Like every other day on this trip, I am amazed and humbled by the riches in Turkey.”

Kathy (Boulder, CO)



Teacher Study Tours 2013 – Group 1: Pamukkale – Catalhoyuk – Konya

7 07 2013

⦁    Depart for Konya
⦁    Lunch
⦁    Museum and Tomb of Rumi
⦁    Neolithic site of Catalhoyuk
⦁    Dinner at Hotel



Day 9: The Old and the New

6 07 2013

“How is it possible for each day exceed the prior day in amazement? It happens here in Turkey. Today began with a ride through the mountains and down into agricultural rich valleys checkerboarded with fields of olive trees, lime trees, tobacco, corn among various garden veggies.

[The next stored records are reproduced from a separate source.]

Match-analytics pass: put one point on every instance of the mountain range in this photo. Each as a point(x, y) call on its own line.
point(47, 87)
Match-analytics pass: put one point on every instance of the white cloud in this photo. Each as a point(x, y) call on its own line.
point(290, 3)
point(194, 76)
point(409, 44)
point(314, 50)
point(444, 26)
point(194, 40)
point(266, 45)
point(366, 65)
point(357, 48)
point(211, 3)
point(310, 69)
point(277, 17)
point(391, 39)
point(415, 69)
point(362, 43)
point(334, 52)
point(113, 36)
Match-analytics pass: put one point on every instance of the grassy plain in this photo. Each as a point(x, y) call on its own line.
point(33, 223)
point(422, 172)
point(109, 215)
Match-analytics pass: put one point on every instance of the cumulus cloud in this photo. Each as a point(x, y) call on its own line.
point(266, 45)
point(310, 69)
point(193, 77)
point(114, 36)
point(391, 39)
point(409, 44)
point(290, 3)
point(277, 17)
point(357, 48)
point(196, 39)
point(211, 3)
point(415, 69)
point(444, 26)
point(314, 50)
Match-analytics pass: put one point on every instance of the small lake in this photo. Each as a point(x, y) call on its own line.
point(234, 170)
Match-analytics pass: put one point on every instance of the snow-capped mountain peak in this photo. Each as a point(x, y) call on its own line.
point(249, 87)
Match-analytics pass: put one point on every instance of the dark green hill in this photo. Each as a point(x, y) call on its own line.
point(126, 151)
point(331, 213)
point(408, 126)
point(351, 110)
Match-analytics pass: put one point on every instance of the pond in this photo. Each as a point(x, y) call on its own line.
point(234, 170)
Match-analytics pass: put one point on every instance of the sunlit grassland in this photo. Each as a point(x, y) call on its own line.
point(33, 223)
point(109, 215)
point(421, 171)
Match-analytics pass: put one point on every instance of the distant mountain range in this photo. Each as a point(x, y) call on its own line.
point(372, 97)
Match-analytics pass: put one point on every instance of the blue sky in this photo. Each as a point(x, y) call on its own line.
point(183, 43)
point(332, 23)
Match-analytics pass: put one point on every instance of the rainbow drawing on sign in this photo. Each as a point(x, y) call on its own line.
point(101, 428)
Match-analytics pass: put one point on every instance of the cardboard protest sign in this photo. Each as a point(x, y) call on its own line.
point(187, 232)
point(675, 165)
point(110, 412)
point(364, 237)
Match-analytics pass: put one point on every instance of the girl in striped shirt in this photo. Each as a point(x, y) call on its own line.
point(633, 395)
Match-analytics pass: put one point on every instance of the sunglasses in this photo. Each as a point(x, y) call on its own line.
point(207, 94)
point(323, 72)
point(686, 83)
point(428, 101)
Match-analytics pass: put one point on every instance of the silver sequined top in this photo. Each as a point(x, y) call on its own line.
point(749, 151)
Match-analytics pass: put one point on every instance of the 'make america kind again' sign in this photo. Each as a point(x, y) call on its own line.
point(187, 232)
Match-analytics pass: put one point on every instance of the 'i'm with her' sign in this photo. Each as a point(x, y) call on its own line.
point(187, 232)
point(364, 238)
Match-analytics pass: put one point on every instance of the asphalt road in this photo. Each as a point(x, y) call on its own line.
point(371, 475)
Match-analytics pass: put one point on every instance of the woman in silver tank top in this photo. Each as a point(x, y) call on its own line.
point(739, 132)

The farming here in this place is family farms tended by hand and tractor, not by modern corporate machinery. The people value the land and use the harvest for their own economic gain.

Next we were re-energized and connected to why we teach, the children. Our visit to Atakoy Ilkokulu / Ortaokulu school was special for the understanding of the rural public system and more importantly for meeting the charming and beautiful children that greeted us at the school. I was impressed with the level of technology and opportunity the children have at the school, thanks to TCF for donating to the improvement of this village school.

Lunch was modest and enjoyable along with unique music and bird singing. The highlight might be the source of Gorans phrase ” Temple of Comfort and Relief”, toilets like I have never experienced prior to Turkey.

The icing on the cake is Aphrodisias, dating from 200 bce this remarkable place humbles modern man. We are not so advanced, stadiums holding 30,000, theaters holding up to 10,000, gorgeous reflection pools and temples dot this massive historical site. People from the ages speak to us as we pass through their city, we imagine the stadium full of cheering crowded, the agora complete with lively crowds bartering with shop keepers.

We also spoke to those villagers that simply lived among the magnificent structures as recent as the 1950’s. A child’s imagination was augmented with the spirits of the past residents and their wonder. Games would have  been played among the relics and you simply used the stadium to play hide and seek.  My imagination has been on overload for a week attempting to become a time machine in my mind and feel the pulse of these places.

Finally, I must address the TCF from a humble teachers perspective, you have overwhelmed me with your generosity, kindness and gifts of knowledge. There is no way to express my gratitude for this experience and for the opportunity to meet you and the other educators that stand by my side. The TCF family and this experience will live in my heart and mind till my last days.